El núcleo de esta actualización es el Omnium Folio, un registro rúnico que servirá como el nuevo eje de poder personalizable. A diferencia de sistemas anteriores que se sentían como un peso, el Folio promete una flexibilidad que permite adaptar las facultades de nuestro héroe a medida que exploramos los nuevos territorios. Hablando de exploración, las zonas de Val y Naigtal abren sus puertas mediante un sistema de rotación semanal, donde los jugadores deberemos dar caza a los líderes del Vacío para asegurar la estabilidad de Azeroth.

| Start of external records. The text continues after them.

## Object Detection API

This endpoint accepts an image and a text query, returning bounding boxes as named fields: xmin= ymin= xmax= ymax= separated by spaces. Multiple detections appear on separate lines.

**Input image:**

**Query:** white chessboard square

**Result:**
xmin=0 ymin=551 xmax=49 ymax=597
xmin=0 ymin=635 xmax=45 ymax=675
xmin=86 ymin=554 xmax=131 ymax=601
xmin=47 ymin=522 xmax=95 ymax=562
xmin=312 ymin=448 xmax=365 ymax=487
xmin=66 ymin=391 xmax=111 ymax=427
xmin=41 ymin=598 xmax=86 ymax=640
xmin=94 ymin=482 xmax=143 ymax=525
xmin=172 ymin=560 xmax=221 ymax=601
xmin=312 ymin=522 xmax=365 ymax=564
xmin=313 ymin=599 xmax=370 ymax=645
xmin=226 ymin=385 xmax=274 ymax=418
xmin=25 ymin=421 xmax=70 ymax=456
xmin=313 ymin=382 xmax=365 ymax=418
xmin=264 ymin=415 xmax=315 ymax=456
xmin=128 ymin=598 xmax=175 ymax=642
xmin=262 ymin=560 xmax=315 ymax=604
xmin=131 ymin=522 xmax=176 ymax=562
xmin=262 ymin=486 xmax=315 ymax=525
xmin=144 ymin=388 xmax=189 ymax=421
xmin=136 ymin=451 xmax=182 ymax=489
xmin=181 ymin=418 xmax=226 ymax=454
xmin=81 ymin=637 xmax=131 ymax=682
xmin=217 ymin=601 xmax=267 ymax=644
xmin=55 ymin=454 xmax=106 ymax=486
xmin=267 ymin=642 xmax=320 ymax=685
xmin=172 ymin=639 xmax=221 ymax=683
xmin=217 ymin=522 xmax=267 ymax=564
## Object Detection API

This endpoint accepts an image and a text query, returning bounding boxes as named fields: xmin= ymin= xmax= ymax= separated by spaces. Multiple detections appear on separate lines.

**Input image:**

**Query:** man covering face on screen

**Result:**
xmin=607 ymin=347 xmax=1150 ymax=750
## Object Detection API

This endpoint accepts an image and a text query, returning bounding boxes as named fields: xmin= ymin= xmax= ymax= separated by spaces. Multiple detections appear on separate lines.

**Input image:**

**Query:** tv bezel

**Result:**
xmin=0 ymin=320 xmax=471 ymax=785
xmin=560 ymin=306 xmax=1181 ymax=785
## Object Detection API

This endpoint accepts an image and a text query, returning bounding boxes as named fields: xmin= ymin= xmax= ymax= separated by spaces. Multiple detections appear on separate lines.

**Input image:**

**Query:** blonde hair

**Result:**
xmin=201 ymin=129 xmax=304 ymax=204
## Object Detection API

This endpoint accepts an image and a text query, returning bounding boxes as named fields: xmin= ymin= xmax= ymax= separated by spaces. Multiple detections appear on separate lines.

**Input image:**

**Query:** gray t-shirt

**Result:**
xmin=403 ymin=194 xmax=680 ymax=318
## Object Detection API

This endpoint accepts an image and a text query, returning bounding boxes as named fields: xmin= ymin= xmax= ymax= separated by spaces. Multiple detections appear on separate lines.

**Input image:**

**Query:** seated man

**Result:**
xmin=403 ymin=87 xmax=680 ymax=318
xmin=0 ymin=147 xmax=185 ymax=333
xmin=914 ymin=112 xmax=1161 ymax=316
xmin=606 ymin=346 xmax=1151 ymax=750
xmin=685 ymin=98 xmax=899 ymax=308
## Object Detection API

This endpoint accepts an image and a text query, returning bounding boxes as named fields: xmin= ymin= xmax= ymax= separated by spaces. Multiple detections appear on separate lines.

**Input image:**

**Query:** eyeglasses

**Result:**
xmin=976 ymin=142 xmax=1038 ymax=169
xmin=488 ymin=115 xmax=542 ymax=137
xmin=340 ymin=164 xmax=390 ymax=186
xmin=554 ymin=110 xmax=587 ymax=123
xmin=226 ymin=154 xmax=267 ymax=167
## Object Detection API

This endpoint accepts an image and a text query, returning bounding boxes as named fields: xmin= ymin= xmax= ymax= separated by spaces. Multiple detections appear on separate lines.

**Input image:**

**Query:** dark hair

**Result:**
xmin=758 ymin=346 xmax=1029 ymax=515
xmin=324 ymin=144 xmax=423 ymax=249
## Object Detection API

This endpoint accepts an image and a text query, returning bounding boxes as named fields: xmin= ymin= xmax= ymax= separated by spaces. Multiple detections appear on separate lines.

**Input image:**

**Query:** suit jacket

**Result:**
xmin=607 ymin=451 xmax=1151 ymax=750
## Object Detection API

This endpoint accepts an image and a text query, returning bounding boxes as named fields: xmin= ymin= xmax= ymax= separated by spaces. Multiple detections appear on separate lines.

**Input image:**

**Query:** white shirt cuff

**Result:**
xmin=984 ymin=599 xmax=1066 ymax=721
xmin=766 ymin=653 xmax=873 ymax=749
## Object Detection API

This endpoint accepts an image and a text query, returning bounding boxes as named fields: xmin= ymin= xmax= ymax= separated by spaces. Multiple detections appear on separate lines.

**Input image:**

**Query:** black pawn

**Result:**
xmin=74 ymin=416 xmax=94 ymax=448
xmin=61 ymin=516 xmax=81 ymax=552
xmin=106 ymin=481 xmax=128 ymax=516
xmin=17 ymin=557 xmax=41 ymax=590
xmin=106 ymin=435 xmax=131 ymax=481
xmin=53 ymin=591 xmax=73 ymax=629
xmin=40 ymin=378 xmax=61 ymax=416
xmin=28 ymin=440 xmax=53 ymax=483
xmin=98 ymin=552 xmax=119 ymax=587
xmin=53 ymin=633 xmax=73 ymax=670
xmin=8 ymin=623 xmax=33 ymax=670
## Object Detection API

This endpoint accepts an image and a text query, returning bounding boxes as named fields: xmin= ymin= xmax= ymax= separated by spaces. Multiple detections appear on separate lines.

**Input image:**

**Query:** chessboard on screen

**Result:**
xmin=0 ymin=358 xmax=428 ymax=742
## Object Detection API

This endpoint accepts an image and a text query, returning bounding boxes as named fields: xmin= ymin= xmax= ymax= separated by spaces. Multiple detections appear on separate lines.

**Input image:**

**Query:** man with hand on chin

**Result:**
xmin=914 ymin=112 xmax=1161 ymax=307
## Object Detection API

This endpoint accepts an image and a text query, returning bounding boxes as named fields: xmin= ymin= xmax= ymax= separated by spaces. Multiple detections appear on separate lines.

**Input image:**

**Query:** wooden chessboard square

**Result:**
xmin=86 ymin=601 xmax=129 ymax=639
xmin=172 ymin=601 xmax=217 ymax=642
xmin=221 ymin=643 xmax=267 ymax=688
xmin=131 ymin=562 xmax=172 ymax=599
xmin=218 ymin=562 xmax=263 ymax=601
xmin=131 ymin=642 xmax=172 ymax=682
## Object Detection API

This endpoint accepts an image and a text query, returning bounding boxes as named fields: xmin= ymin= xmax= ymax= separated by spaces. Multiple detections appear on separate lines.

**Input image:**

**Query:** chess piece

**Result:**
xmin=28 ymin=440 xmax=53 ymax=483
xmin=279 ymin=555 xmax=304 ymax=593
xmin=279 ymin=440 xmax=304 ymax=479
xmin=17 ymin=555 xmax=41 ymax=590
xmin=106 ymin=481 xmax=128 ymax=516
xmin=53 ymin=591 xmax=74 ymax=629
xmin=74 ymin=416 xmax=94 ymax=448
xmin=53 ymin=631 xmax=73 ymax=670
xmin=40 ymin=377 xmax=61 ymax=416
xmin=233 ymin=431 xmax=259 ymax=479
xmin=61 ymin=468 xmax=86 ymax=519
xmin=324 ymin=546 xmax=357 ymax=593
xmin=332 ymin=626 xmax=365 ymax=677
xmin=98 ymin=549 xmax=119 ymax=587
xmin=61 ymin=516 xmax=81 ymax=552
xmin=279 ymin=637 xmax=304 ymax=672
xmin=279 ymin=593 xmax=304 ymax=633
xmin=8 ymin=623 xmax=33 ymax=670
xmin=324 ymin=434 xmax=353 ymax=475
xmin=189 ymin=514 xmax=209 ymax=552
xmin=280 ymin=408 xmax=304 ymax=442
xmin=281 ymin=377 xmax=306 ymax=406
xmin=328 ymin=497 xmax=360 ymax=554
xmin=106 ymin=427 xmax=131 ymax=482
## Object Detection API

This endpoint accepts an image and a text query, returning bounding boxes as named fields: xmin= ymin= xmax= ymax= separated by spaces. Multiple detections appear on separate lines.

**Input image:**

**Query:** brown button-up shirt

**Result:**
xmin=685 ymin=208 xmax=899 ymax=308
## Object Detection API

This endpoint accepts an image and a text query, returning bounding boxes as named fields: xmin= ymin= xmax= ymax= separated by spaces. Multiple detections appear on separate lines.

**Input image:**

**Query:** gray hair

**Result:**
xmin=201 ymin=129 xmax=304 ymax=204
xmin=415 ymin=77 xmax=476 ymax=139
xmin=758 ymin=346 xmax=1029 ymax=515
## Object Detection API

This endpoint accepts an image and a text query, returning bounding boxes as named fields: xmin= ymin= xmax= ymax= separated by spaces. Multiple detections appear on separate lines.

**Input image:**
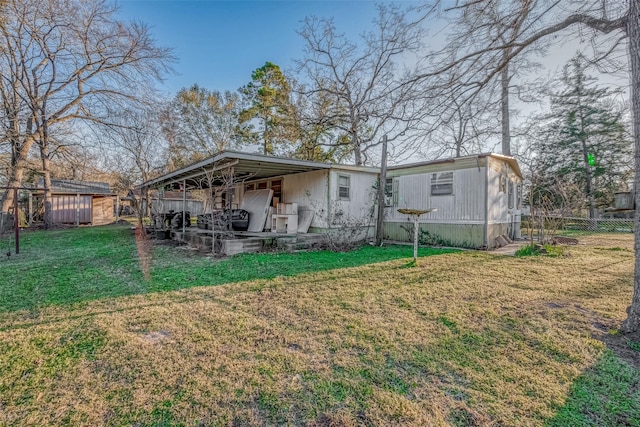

Para los amantes de las estancias, llega Sporefall. Se trata de una banda de jefe único contra Rotmire, disponible en todas las dificultades hasta Mítico. Es un encuentro intenso que destila la esencia de las mecánicas más exigentes sin el relleno habitual de los pasillos de una raid convencional.
Uno de los cambios más celebrados es, sin duda, la eliminación del daño de durabilidad durante los eventos de combate. Se acabó el tener que reparar el equipo tras cada encuentro intenso, una barrera económica y logística que finalmente Blizzard ha decidido retirar para agilizar el ritmo de juego.
- 27 de junio: Comienza el micro-evento Darkspear Dash.
- 30 de junio: Regresa Turbulent Timeways con mazmorras de Dragonflight y recompensas exclusivas (hasta el 11 de agosto).
- 7 de julio: Apertura del nuevo capítulo con el contenido de Zul'jan.
Esta actualización consolida una dirección más amigable con el tiempo del jugador, permitiéndonos centrar la atención en la narrativa y la personalización del Omnium Folio en lugar de en el mantenimiento tedioso de nuestras armaduras.